BEA Director Remi Jouty said at a news conference at its headquarters outside Paris on Wednesday it could take days to get "usable" information from the voice recordings.
“Detailed work will be carried on the file to understand and interpret the voices and sounds that can be heard on the file,” Jouty said.
He also said he expected to have a more detailed analysis of the voices in “a matter of days.”
The flight data recorder, which according to experts is likely to provide more clues to the reason for the crash of the Airbus A320, hasn’t been found yet, Jouty said.
He added the crash scenario didn’t appear to be linked to depressurisation and he ruled out a mid-air explosion having taken place.
Earlier on Wednesday, German Chancellor Angela Merkel, French President Francois Hollande and Spanish Prime Minister Mariano Rajoy flew over the crash site to see the devastation for themselves.
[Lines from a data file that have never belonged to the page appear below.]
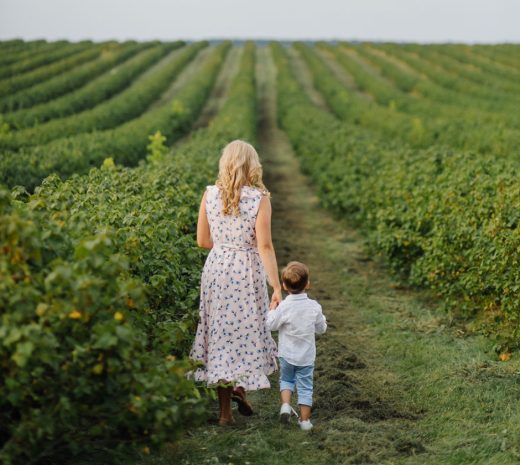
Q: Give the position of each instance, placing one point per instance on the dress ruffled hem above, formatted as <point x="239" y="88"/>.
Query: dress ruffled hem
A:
<point x="249" y="381"/>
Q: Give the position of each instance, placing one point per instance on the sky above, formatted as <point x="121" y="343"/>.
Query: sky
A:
<point x="470" y="21"/>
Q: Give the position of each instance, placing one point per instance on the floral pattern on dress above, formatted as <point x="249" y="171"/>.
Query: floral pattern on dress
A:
<point x="232" y="339"/>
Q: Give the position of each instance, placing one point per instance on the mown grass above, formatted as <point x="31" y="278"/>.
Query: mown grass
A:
<point x="397" y="381"/>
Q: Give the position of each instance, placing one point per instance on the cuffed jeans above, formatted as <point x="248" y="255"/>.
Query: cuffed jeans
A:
<point x="301" y="377"/>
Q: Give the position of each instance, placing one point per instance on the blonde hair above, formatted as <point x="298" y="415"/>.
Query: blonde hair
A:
<point x="239" y="166"/>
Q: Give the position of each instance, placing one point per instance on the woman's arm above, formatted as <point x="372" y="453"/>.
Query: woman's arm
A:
<point x="266" y="249"/>
<point x="203" y="233"/>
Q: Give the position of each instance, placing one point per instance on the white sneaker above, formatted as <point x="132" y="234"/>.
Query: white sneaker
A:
<point x="305" y="425"/>
<point x="285" y="413"/>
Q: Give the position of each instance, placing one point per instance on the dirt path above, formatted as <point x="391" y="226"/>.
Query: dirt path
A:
<point x="347" y="387"/>
<point x="394" y="383"/>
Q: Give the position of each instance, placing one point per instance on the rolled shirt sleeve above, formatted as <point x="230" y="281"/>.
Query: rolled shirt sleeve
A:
<point x="275" y="318"/>
<point x="321" y="322"/>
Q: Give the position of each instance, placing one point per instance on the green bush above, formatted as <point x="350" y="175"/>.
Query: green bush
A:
<point x="99" y="298"/>
<point x="442" y="219"/>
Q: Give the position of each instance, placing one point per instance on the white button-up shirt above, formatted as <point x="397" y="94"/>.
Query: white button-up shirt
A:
<point x="297" y="319"/>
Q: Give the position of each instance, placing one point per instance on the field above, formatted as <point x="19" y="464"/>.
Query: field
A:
<point x="394" y="173"/>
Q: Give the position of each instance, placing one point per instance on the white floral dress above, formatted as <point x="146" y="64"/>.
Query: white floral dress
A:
<point x="232" y="338"/>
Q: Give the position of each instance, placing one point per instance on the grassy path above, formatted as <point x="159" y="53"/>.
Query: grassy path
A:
<point x="395" y="382"/>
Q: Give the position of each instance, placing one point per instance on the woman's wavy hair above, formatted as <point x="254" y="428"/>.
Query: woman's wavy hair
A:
<point x="239" y="166"/>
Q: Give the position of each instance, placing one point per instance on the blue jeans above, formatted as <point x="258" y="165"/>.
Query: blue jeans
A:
<point x="291" y="375"/>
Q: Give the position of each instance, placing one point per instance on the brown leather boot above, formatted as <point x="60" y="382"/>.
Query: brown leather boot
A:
<point x="224" y="399"/>
<point x="239" y="396"/>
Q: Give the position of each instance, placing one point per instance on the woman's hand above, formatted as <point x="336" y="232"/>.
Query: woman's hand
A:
<point x="276" y="298"/>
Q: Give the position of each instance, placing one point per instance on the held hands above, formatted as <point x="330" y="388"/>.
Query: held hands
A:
<point x="276" y="298"/>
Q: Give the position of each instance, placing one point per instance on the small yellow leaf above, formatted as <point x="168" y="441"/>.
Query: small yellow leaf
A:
<point x="75" y="315"/>
<point x="97" y="369"/>
<point x="41" y="309"/>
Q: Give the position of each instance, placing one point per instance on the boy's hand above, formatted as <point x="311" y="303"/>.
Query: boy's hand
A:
<point x="276" y="298"/>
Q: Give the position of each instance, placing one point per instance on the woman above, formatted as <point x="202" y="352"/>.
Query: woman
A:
<point x="232" y="338"/>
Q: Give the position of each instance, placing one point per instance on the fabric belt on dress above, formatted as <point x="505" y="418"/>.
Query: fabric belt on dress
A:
<point x="241" y="248"/>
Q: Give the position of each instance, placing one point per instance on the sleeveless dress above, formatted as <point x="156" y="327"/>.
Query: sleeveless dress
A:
<point x="232" y="338"/>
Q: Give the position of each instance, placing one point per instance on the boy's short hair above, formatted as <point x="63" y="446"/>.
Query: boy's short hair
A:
<point x="295" y="277"/>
They also met residents of the village of Seyne-les-Alpes, where the salvaging operation has been set up.
The crash, which claimed the lives of all 150 people on board Flight 4U 9525, is the worst aviation disaster in France in 15 years. Most of the victims are German or Spanish.
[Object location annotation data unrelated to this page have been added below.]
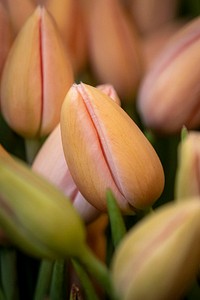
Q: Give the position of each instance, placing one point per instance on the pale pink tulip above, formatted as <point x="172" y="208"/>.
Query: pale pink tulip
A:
<point x="105" y="149"/>
<point x="159" y="258"/>
<point x="169" y="95"/>
<point x="19" y="11"/>
<point x="6" y="36"/>
<point x="150" y="15"/>
<point x="70" y="21"/>
<point x="187" y="176"/>
<point x="114" y="47"/>
<point x="36" y="77"/>
<point x="50" y="162"/>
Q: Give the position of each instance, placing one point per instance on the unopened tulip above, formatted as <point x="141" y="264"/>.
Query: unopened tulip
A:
<point x="36" y="77"/>
<point x="69" y="19"/>
<point x="50" y="162"/>
<point x="168" y="96"/>
<point x="159" y="258"/>
<point x="19" y="11"/>
<point x="6" y="36"/>
<point x="104" y="149"/>
<point x="150" y="15"/>
<point x="34" y="215"/>
<point x="187" y="177"/>
<point x="114" y="47"/>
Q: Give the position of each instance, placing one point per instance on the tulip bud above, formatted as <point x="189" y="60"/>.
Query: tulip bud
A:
<point x="69" y="19"/>
<point x="104" y="149"/>
<point x="187" y="176"/>
<point x="34" y="215"/>
<point x="19" y="11"/>
<point x="159" y="258"/>
<point x="36" y="77"/>
<point x="50" y="162"/>
<point x="168" y="97"/>
<point x="150" y="15"/>
<point x="114" y="47"/>
<point x="109" y="90"/>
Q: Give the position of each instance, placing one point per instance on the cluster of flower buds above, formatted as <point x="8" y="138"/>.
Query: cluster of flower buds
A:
<point x="91" y="82"/>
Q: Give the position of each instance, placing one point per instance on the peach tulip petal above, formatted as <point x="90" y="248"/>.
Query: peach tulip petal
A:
<point x="120" y="151"/>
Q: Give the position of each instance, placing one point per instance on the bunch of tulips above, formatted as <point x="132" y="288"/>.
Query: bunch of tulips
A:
<point x="99" y="149"/>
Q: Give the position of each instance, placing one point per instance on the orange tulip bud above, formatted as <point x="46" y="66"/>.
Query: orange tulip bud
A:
<point x="36" y="77"/>
<point x="6" y="36"/>
<point x="114" y="47"/>
<point x="105" y="149"/>
<point x="50" y="162"/>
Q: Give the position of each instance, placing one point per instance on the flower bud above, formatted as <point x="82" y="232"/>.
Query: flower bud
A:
<point x="19" y="11"/>
<point x="50" y="162"/>
<point x="104" y="149"/>
<point x="36" y="77"/>
<point x="150" y="15"/>
<point x="34" y="215"/>
<point x="187" y="175"/>
<point x="68" y="15"/>
<point x="159" y="257"/>
<point x="6" y="36"/>
<point x="168" y="97"/>
<point x="114" y="47"/>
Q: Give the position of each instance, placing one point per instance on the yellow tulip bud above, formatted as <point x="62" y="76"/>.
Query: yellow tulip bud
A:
<point x="187" y="176"/>
<point x="104" y="149"/>
<point x="36" y="77"/>
<point x="159" y="258"/>
<point x="34" y="215"/>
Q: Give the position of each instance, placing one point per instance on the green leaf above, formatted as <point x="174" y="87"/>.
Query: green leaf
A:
<point x="118" y="229"/>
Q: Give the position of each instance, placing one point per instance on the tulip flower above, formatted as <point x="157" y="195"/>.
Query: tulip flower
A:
<point x="187" y="176"/>
<point x="104" y="149"/>
<point x="35" y="215"/>
<point x="168" y="97"/>
<point x="159" y="257"/>
<point x="114" y="47"/>
<point x="36" y="77"/>
<point x="50" y="162"/>
<point x="156" y="42"/>
<point x="19" y="11"/>
<point x="69" y="18"/>
<point x="150" y="15"/>
<point x="6" y="36"/>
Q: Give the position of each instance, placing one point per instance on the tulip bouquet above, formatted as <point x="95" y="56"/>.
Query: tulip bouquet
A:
<point x="99" y="149"/>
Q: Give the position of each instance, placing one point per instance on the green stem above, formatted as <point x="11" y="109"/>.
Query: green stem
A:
<point x="44" y="278"/>
<point x="9" y="274"/>
<point x="97" y="269"/>
<point x="57" y="282"/>
<point x="88" y="288"/>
Lufthansa said it still could offer no explanation why the aircraft run by its low-cost unit Germanwings crashed about 100 kilometres north of Nice en route to Duesseldorf in Germany from Barcelona in Spain.
"It is inexplicable this could happen to a plane free of technical problems and with an experienced, Lufthansa-trained pilot," Reuters quoted Lufthansa chief executive Carsten Spohr as telling reporters in Frankfurt.